5 from 1 vote
Spinach curry with tofu topped with yogurt in a floral bowl with a silver fork
Curry with Any Vegetable
Prep Time
10 mins
Cook Time
20 mins
Total Time
30 mins
 

A mutable formula for dinner that's always in season, and always delicious.

Course: Main Course
Cuisine: American
Keyword: curry, plant based dinner
Servings: 4
Calories: 336 kcal
What you need
  • Extra virgin olive oil as needed
  • 1/2 white onion chopped (about 1/2 cup)
  • 2-4 cloves garlic chopped (2-3 teaspoons)
  • 1 inch piece fresh ginger grated (about 1 tablespoon)
  • 1 tablespoon curry powder
  • 1 teaspoon cumin or garam masala if you have it
  • 1/2 teaspoon red pepper flakes
  • 1 15-ounce can lite coconut milk
  • 1 15-ounce can diced tomatoes (preferably no-salt-added)
  • 1 tablespoon low-sodium soy sauce
  • 2- 3 cups chopped vegetables
  • 1 15-ounce can garbanzo beans, cannelini, or other bean, drained and rinsed
  • kosher or sea salt as needed
What you do
Get spicy
  1. Heat olive oil in a large pot over medium heat.
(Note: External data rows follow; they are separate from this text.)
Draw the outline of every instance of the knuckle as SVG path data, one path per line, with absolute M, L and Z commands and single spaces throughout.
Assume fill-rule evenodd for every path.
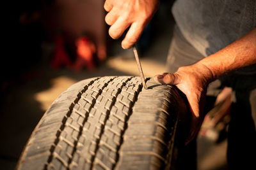
M 120 37 L 119 34 L 117 32 L 117 31 L 116 31 L 114 29 L 111 27 L 109 28 L 108 33 L 113 39 L 116 39 Z
M 111 25 L 111 20 L 110 20 L 109 17 L 108 16 L 109 15 L 106 15 L 106 17 L 105 17 L 105 22 L 108 25 Z

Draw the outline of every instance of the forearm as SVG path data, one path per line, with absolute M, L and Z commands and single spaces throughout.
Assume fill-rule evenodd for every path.
M 202 73 L 208 81 L 211 81 L 253 64 L 256 64 L 256 28 L 195 65 L 205 67 Z

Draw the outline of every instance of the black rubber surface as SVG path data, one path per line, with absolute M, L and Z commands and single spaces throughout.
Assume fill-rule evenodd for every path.
M 140 77 L 84 80 L 61 94 L 31 134 L 17 169 L 172 167 L 186 105 L 177 88 Z

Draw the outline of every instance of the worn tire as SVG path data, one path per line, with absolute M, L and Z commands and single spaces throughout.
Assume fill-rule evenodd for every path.
M 31 134 L 17 169 L 170 169 L 184 100 L 147 78 L 106 76 L 62 93 Z

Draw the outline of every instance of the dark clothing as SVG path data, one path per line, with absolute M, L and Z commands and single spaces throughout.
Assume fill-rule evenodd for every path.
M 255 0 L 177 0 L 172 12 L 184 37 L 204 57 L 256 27 Z M 237 72 L 256 74 L 256 65 Z

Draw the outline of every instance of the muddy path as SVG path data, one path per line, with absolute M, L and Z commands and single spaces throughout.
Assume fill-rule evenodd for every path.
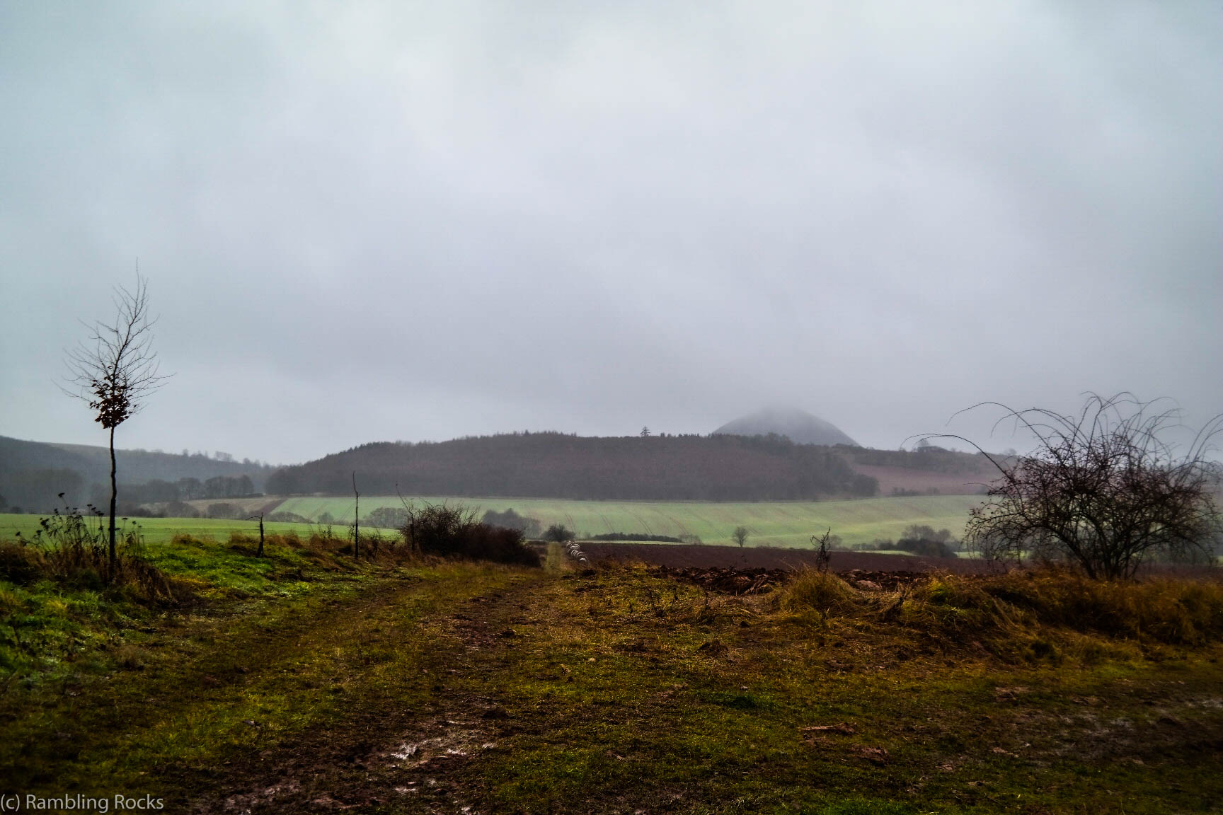
M 393 640 L 411 635 L 428 643 L 415 676 L 372 689 L 339 721 L 220 767 L 182 773 L 185 809 L 201 815 L 482 811 L 487 797 L 476 765 L 522 728 L 489 693 L 489 677 L 522 637 L 527 601 L 543 579 L 443 604 L 423 627 L 393 633 Z M 394 629 L 394 613 L 389 606 L 382 611 L 347 635 L 384 637 Z M 408 687 L 415 693 L 405 692 Z

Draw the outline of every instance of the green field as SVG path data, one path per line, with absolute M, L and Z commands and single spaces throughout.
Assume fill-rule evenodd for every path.
M 768 501 L 752 503 L 713 503 L 697 501 L 560 501 L 553 499 L 408 499 L 410 501 L 449 501 L 478 507 L 479 512 L 514 508 L 520 514 L 538 518 L 544 528 L 563 523 L 581 536 L 608 532 L 652 535 L 697 535 L 706 544 L 730 544 L 737 525 L 747 527 L 750 546 L 807 546 L 811 535 L 829 527 L 848 545 L 870 544 L 877 538 L 896 539 L 909 524 L 928 524 L 950 529 L 959 538 L 969 518 L 969 508 L 981 503 L 980 496 L 931 495 L 904 499 L 865 499 L 857 501 Z M 379 506 L 402 506 L 397 496 L 361 497 L 362 513 Z M 352 500 L 341 497 L 289 499 L 278 512 L 296 512 L 318 518 L 330 512 L 349 518 Z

Add onion and sauté until softened, about 5 minutes. Add garlic and ginger and sauté until fragrant, about 2 minutes more. Add curry powder, garam masala or cumin, and red pepper flakes and toast for about 1 minute more.

Get saucy
  1. Add coconut milk, diced tomatoes, soy sauce, and bring to a simmer. Add vegetables, optional beans, and 1 teaspoon kosher salt. Simmer for 10-15 minutes, until vegetables are tender.

Get fancy and enjoy
  1. Congrats! You practically winged that recipe! Don't forget to taste. If you taste as you go (or even just at the end, oops!), you cannot fail. Add agave or honey for sweetness, more soy sauce for saltiness, or an extra pinch of garam masala for that wow-factor. Garnish with toppings such as cilantro, lime, or yogurt. Serve with buttered rice or toasted naan (or both).